Myth 1: People Paying Off Debt Are College Graduates
Reality: Our research suggests that 19 percent of adults are currently responsible for paying off a student loan. Perhaps surprisingly, the CCES data suggest that less than half of individuals responsible for paying off a loan and over the age of 26 hold a bachelor’s degree or higher (45 percent do).
According to the Beginning Postsecondary Students survey, 45 percent of those who did not complete a degree defaulted on a loan within 12 years, compared to 8 percent of bachelor's degree recipients.
Myth 2: Student Debt Holders Don’t Matter Politically
Reality: Control of the House comes down to student debt. Based on polling fielded by Data for Progress in late July, support for Democrats among adults without student debt is net +5. Among individuals holding student debt, support for Democrats is net +12. However, currently student debt holders are somewhat less enthusiastic about voting in the midterms. Forty-two percent of student loan holders report being “very” enthusiastic about voting in November, compared with 48 percent of non-student debt holders.
Myth 3: People Who Are Paying Off Student Loans Are All Young
Reality: 1 in 5 people responsible for paying off a student loan are over the age of 50. Forty-seven percent of voting eligible adults are over 50.
Both the number of older Americans with debt and the average debt burden for older Americans have increased significantly over the last decade: between 2005 and 2015, the debt burden for those over 60 went from $12,000 to $23,500.

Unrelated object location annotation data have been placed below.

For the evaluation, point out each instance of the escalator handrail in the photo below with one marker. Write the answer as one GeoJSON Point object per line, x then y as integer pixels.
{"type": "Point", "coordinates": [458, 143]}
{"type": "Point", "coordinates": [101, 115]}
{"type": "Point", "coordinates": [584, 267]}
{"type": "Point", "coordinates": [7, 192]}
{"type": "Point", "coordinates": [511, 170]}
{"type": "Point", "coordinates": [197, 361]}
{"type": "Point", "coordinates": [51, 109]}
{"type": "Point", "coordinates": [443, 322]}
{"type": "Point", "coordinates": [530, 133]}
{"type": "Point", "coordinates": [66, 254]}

Some of these people are paying off their own debts, and others are paying off debts incurred by relatives. According to the Federal Reserve, 5% of adults report borrowing to finance a grandchild's education (note that they're looking at all forms of credit, so it could be a student loan, but it could also be something else, like credit card debt).
- Older Americans can be subject to Social Security garnishment if they get behind on their debt: in 2015, 114,000 borrowers were subject to Social Security garnishment.

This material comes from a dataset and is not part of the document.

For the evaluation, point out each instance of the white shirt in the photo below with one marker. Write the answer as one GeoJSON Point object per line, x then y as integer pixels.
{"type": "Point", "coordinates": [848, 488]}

Myth 4: Student Debt Holders Live In Coastal Cities
Reality: Student debt holders are spread throughout the country, and the student debt burden weighs particularly heavily on midwestern and plains states. The most burdened states include North Dakota, District of Columbia, Vermont, South Dakota, Iowa, Minnesota, Nebraska Maine and Colorado.
Myth 5: Student Debt Doesn’t Affect People of Color
Reality: Sixty-four percent of individuals paying off a student debt are white, 17 percent are black, 11 percent are Latino and 7 percent are another race. Among individuals paying off a student loan without a degree who are over 26, 59 percent are white, 22 percent black, 14 percent Latino and 5 percent another race. Finally, among individuals paying off a loan without a degree over the age of 26 and with an annual family income under $50,000, 55 percent are white, 28 percent are black, 13 percent Latino and 4 percent of another race.

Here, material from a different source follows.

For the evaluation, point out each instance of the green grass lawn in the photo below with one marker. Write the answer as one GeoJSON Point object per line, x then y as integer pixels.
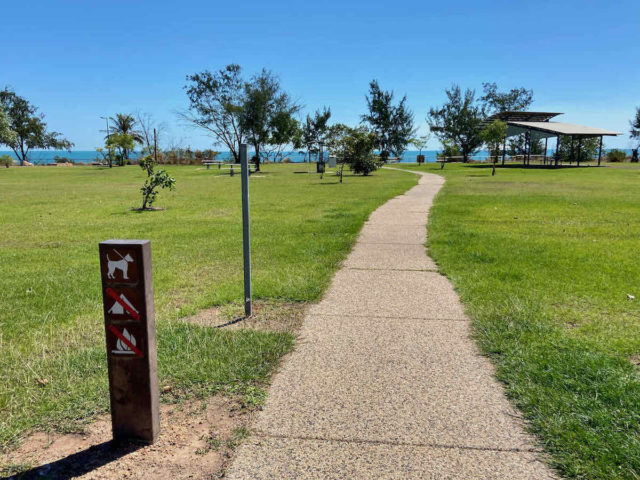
{"type": "Point", "coordinates": [51, 325]}
{"type": "Point", "coordinates": [543, 261]}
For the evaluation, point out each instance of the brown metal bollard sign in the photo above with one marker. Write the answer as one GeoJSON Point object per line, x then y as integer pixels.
{"type": "Point", "coordinates": [127, 293]}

Seventy eight percent of black students borrow to pay for their college education, compared with 58 percent of Latinx students, and 57 percent of white students.
After 12 years, African American borrowers had balances that were 113 percent of what they originally borrowed, whereas white students had actually made progress in paying down their debt (median percentage was 65 percent of original balance). Latino borrowers had paid down a bit of their debt, but the median percentage of original balance was still 83 percent.
Nearly half of African American borrowers defaulted on a student loan within 12 years. Even for those who completed a degree, the rate of default was still high (about 25% for bachelors degree recipients).